When Todd Donald arrived at The Capps Center in 2016, he noticed how pristine the facility looked where Mississippi Delta Community College delivers most of its workforce training.
“I knew there was a problem right there. It was too clean,” he says.
The cleanliness was a sure sign that the Indianola facility was being underutilized, according to MDCC’s vice president for workforce and economic development.
In the six years since, The Capps Center has expanded from two career-training programs to a dozen. There are more on the way, Donald told the Greenwood Rotary Club Tuesday.
A fiber construction program, the first in Mississippi’s college system, is weeks away from launching. An aviation mechanics program should come online by the summer.
Both additions, as with most of the training programs offered at The Capps Center, are designed to respond to a need for skilled workers in various parts of the state’s economy.
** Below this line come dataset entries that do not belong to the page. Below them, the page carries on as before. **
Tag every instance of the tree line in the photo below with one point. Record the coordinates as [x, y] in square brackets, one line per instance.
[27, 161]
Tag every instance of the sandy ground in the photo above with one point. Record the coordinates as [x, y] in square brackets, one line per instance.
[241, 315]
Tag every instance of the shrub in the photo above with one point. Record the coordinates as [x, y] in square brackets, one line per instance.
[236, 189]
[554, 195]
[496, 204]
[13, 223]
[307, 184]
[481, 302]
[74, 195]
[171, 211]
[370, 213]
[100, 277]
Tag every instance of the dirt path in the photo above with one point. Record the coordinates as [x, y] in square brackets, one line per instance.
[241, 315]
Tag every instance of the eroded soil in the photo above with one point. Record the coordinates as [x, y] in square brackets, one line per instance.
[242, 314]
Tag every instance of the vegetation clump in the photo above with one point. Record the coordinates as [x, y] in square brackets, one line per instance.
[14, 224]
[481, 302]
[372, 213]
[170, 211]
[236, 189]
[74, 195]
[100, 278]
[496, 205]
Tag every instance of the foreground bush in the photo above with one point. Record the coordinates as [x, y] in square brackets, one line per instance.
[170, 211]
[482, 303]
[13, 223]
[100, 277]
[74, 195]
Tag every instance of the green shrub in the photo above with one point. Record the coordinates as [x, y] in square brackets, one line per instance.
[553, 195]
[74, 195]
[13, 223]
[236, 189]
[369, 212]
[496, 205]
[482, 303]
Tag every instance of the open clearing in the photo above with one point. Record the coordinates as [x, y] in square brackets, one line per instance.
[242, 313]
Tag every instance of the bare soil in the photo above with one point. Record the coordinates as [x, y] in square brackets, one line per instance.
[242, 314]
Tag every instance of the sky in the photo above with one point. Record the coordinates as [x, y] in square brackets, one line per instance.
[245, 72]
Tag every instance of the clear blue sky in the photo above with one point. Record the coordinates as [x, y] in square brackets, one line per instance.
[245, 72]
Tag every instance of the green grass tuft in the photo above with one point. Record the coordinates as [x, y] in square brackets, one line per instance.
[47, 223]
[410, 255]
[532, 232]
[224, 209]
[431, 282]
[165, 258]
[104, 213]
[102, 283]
The dramatic increase, for example, in the laying of fiber-optic cable by broadband providers has prompted MDCC to gear up to train individuals for that line of work.
About 700 trainees overall go through one or more of The Capps Center’s programs each year. Their preference has changed just during Donald’s time. Although the manufacturing training program used to be one of MDCC’s top occupational draws, it now struggles at times to have enough people interested to field a class. Meanwhile, the commercial driver’s license (CDL) and crafts programs are booming.
The crafts programs consists of classes in carpentry, welding, electrical, and heating, ventilation and air conditioning. Donald said the school might add plumbing so as to create a “construction academy,” in which trainees would be required to complete at least two of the specialties.
The Capps Center is most busy at night, since many of its trainees are already employed and looking to pursue a different career or secure a promotion at their present workplace.
The last two years, MDCC has been filling up some of its afternoons with high school students from the Greenville and Sunflower County school districts. This year’s version kicks off next week with pharmacy tech and CDL classes.
Donald would also like to see Mississippi replicate what he saw in Alabama while working in that state’s workforce development agency. There, every welding class would reserve 10 spots for work-release inmates, who would be transported to the training center for the instruction.
He said that Mississippi’s prison system is not presently set up to do the same. The benefits of providing marketable skills to inmates, though, could be substantial, he said.
“I think you’d see your recidivism rate go down significantly, and you’d get some true rehabilitation.”